Trony attributed the first-half loss to 611 million yuan in impairment charges for property, plant and equipment.

Chief financial officer Eric Chan Wing-chung said the losses were booked to reflect the assets' lower market value after a sharp fall in product prices in the last five months of last year. The company's gross profit margin fell to 20.8 per cent from 43.9 per cent.

'Our products' prices fell precipitously from July to December, with prices at new lows in December that resulted in gross losses,' Chan said. 'Due to overly low prices, we rejected many orders which accounted for some 40 per cent of our production requests.' Trony's average selling price fell 11 per cent to 10.30 yuan per watt.

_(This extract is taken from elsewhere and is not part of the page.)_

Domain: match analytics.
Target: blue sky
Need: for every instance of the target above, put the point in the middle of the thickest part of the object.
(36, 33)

Shipments dropped 20 per cent to 59.2 megawatts.

'Unlike our rivals that have tight cash flow and are hungry for business, we have chosen not to produce at loss-making margins,' Chan said.

The company had 983.5 million yuan in cash at the end of last year.

Chan expected prices to rebound 10 to 20 per cent this year, which would help lift output and plant use, which stood at just under 40 per cent at the end of last year.

Prices and utilisation had improved since then, he said without giving details.

He warned that plant use and profit margins might not recover to levels in the first half of last year for one or two years.

Chan said the company aimed to cut production costs by 10 per cent this year, after they rose 24 per cent to 8.30 yuan per watt last year as lower production volume resulted in higher fixed costs.

Trony plans to defer the addition of a third production line to next year.

Co-president Li Heihu said the company was pinning its hopes on Beijing to subsidise the domestic installation of solar power products. Trony's products are sold primarily to makers of consumer products and builders that incorporate solar panels in roof-tops and building facades.